How You Eat Matters Too
The timing and size of your meals can be just as important as what’s on the plate. Eating smaller, more frequent meals puts less pressure on the valve between your esophagus and stomach than three large ones. Eating dinner earlier in the evening gives gravity several hours to keep acid where it belongs before you lie down. The general recommendation is to finish eating well before you recline on the couch or go to bed.
Eating slowly also helps. Rushing through a meal leads to swallowing air and overfilling the stomach before your brain registers fullness, both of which promote reflux. If nighttime symptoms are your main problem, elevating the head of your bed by a few inches can make a noticeable difference alongside these dietary changes.
Putting a GERD-Friendly Plate Together
A practical meal might look like baked salmon over brown rice with steamed broccoli and a side of roasted sweet potatoes. Or grilled chicken breast in a wrap with lettuce, cucumber, and a light dressing (skip the tomato). Breakfast could be oatmeal topped with sliced banana and a drizzle of honey, or scrambled eggs with sautéed spinach.
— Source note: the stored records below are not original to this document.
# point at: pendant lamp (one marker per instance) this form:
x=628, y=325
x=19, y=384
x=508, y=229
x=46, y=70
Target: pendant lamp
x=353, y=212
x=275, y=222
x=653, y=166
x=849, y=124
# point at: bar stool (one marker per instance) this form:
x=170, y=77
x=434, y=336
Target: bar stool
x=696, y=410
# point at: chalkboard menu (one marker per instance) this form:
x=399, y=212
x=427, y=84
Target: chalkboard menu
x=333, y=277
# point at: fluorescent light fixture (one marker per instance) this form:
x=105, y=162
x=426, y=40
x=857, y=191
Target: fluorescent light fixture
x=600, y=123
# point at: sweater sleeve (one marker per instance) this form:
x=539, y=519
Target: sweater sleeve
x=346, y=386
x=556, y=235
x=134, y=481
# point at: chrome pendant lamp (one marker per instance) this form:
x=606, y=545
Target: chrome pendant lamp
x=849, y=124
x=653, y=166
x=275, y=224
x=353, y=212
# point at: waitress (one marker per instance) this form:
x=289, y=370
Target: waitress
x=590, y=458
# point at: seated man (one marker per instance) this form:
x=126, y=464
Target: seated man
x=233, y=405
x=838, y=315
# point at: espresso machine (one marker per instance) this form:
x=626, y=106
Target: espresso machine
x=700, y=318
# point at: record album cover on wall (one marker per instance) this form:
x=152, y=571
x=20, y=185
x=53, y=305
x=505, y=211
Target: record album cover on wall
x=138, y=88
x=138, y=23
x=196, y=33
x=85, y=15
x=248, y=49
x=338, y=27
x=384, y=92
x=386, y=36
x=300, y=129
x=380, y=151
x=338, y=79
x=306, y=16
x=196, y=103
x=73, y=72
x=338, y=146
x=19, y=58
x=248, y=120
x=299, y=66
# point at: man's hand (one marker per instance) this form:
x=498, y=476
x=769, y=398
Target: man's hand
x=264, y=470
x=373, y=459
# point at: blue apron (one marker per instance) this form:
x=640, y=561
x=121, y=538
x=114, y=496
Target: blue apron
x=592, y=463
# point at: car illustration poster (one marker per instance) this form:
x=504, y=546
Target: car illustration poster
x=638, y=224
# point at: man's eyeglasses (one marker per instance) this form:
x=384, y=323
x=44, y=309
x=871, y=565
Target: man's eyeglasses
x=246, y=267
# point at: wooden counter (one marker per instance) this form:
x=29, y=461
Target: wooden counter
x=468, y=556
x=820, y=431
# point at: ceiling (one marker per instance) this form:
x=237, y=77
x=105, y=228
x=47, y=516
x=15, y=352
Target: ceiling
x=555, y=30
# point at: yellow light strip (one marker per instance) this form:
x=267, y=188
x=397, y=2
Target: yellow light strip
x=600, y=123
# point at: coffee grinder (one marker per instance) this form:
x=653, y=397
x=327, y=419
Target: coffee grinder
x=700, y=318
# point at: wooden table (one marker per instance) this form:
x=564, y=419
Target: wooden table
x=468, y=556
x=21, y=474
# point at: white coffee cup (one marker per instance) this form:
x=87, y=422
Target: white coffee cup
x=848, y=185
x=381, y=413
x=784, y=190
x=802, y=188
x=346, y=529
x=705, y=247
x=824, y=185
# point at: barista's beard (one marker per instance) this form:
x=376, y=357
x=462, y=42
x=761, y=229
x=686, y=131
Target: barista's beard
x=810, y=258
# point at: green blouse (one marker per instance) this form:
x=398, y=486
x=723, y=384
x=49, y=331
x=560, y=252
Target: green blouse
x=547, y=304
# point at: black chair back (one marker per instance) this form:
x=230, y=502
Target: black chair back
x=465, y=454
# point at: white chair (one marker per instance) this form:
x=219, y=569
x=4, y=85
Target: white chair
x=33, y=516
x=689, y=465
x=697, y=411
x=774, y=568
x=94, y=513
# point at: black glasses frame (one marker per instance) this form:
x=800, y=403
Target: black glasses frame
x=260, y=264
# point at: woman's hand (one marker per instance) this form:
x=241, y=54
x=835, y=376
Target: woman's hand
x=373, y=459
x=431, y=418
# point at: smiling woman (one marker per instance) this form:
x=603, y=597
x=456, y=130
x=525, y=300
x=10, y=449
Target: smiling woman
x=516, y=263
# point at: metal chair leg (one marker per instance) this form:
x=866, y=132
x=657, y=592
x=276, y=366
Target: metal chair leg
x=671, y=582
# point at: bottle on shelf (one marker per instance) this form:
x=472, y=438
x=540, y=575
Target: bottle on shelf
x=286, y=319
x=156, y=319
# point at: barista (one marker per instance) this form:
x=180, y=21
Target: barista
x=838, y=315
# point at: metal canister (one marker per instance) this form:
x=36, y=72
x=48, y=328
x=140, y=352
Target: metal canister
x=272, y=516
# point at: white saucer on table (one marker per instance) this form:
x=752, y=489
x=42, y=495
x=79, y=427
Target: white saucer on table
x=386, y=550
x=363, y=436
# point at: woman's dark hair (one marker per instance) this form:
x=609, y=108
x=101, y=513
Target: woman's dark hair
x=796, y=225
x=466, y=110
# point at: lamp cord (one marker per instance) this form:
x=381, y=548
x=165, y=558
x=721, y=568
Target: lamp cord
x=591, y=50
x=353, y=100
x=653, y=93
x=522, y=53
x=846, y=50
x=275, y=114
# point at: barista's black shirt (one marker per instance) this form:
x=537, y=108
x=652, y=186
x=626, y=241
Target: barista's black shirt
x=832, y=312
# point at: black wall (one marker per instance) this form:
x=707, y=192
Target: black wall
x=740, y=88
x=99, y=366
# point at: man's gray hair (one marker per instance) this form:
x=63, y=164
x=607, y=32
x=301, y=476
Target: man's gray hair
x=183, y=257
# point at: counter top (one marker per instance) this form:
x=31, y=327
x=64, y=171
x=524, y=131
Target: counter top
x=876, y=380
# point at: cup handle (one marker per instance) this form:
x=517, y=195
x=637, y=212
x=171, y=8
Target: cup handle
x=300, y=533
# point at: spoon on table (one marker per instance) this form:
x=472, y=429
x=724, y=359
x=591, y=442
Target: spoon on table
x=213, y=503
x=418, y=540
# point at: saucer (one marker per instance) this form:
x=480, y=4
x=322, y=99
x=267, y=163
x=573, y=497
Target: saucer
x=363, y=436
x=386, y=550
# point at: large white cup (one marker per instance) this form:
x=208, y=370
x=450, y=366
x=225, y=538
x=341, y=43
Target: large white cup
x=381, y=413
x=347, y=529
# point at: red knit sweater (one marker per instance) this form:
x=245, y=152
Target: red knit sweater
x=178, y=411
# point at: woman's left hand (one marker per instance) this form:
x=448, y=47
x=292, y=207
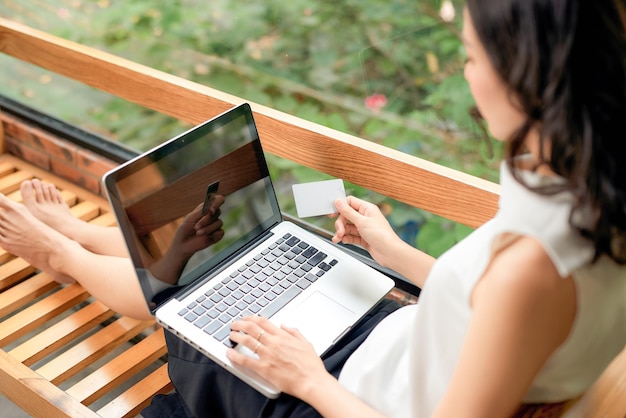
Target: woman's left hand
x=285, y=358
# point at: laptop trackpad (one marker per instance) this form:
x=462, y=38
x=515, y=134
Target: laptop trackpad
x=321, y=320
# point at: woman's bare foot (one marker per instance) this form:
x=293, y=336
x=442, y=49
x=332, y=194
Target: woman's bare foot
x=46, y=203
x=23, y=235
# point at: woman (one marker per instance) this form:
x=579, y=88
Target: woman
x=528, y=308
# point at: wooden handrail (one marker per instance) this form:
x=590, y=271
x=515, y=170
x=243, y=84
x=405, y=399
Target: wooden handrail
x=414, y=181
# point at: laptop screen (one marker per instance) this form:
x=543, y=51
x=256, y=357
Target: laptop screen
x=216, y=170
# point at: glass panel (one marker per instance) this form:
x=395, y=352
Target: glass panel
x=386, y=70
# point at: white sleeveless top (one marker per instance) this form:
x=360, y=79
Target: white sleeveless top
x=404, y=367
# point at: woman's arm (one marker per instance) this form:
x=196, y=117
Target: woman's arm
x=289, y=362
x=362, y=223
x=522, y=311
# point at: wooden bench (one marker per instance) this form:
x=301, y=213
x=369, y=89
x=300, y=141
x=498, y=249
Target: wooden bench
x=49, y=390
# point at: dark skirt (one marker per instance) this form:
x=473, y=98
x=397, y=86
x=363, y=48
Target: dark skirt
x=204, y=389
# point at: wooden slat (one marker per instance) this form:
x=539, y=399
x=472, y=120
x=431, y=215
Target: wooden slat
x=67, y=364
x=20, y=295
x=131, y=402
x=118, y=370
x=36, y=395
x=607, y=397
x=14, y=271
x=411, y=180
x=61, y=333
x=41, y=312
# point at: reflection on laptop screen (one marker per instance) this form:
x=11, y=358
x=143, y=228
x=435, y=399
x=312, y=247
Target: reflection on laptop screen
x=167, y=190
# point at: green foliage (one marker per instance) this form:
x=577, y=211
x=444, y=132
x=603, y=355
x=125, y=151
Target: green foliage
x=318, y=60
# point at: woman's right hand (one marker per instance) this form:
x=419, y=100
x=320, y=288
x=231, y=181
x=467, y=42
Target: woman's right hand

These are normal, satisfying meals, not a restrictive diet.
The pattern is straightforward: build meals around vegetables, whole grains, and lean protein. Use low-fat dairy or plant-based alternatives. Flavor with herbs like basil, oregano, thyme, or ginger rather than relying on spice, acid, or heavy fat. Over time, most people with GERD find a comfortable routine that keeps symptoms under control without feeling like they’re missing out.